1944 The Hillel Foundation is established on 3613 Locust St. to succeed the Louis Marshall Society as the Jewish student organization at Penn.
1947 Penn created the South Asia Regional Studies Department. A news release announced a $1 million grant from the Ford Foundation and stated “The program at Pennsylvania was the first language and area program inthe United States dealing with South Asia or any part of south Asia, according to authorities at the University. Further, the program probably has attracted a greater number of students and has conferred more degrees for graduate study than any other program in America which is concerned solely with the South Asia area.”
1949 The University conferred an honorary LL.D. to Ralph Bunche at the annual Commencement ceremony.
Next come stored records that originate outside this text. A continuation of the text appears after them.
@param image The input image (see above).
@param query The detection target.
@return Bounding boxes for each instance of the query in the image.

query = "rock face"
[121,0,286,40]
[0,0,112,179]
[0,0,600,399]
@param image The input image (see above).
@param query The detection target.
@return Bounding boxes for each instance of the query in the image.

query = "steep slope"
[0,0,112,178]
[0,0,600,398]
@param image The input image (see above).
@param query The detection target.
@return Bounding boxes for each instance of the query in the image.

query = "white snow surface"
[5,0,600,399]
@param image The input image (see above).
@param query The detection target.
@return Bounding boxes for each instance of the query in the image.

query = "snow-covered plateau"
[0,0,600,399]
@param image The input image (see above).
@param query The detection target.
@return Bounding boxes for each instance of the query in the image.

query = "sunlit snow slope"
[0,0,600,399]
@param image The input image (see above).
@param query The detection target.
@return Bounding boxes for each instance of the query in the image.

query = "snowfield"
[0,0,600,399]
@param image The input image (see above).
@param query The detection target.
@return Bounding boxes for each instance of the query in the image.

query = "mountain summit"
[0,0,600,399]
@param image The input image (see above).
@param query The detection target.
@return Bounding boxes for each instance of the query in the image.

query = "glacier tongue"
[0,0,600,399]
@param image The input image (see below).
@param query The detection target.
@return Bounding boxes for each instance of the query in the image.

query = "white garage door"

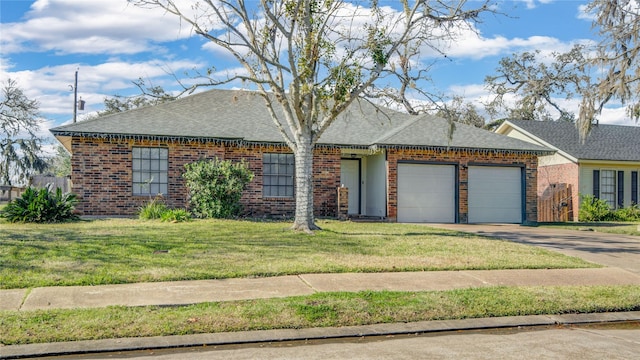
[468,166,522,224]
[398,164,456,223]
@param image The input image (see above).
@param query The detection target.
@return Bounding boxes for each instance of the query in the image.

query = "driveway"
[429,224,640,274]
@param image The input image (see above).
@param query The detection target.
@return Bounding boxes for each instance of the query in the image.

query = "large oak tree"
[129,0,491,232]
[0,79,47,185]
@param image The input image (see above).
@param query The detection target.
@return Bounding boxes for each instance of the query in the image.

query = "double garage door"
[398,164,522,223]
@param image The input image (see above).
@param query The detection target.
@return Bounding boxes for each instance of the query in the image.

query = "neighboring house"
[496,120,640,221]
[51,90,551,223]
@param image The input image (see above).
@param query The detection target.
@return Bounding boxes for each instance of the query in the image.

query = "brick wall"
[387,149,538,223]
[71,138,340,217]
[71,138,538,222]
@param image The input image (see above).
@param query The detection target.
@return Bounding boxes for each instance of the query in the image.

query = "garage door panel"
[468,166,522,223]
[398,164,455,223]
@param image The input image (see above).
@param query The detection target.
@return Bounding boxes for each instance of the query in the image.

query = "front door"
[340,159,360,215]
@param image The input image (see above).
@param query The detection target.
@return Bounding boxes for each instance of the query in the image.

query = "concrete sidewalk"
[0,268,640,359]
[0,268,640,311]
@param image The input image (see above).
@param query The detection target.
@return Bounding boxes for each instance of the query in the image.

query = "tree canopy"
[485,0,640,139]
[129,0,491,231]
[0,79,46,185]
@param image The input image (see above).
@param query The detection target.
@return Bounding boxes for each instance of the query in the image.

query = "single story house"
[496,120,640,221]
[51,90,551,223]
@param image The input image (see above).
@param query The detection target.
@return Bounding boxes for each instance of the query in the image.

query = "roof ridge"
[372,114,427,144]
Bunche was the first African American to receive an honorary degree from Penn.
1949-51 Martin Luther King, Jr. audited classes in philosophy at the Graduate School of Arts and Sciences.
1950 In July the basic and advanced degree programs in nursing combined to form the modern School of Nursing and the degrees of Bachelor of Science in Nursing and Bachelor of Science in Nursing Education consolidated under the new School.
1960 Dean of Women Laura Bornholdt was invited by Kwame Nkrumah, Prime Minister of Ghana, as one of two American delegates to tour the nation over winter break and offer advice on the troubled educational system. Representatives toured from England, Sierra Leone and the Soviet Union; all were faced with resolving three pressing questions:

1. Should the two colleges of Ghana, the University of Legon and the Kumasi School of Technology sever ties with the University of London?
2. How can the increasing need for engineers be best supplied through the Ghanaian educational system?
3. How can Ghana’s terrific demand for teachers be met?

1961 Over the summer Penn held a six week orientation for 100 African students attending college on the east coast. The program was sponsored by the International Co-operation Administration, Department of State, African American Institute, African Scholarship Program of 141 colleges and universities, the United Negro College Fund and other private individuals.
1962 Connaissance and the Latin American Graduate Student Association held “Connaissance 1962: Spotlighting Latin America,” a six-week series of lectures, films and debates.
1963 For the first time, tenure was granted to an African American faculty member, Dr. William Thomas Valeria Fontaine Appointed as an Assistant Professor in Philosophy in 1949, Dr. Fontaine was the first fully-affiliated African American faculty member before receiving tenure from the University.

President Gaylord P. Harnwell called on students to end religious discrimination when selecting fraternity members.

The Middle Atlantic Province National Newman Club Federation Convention was held in Philadelphia.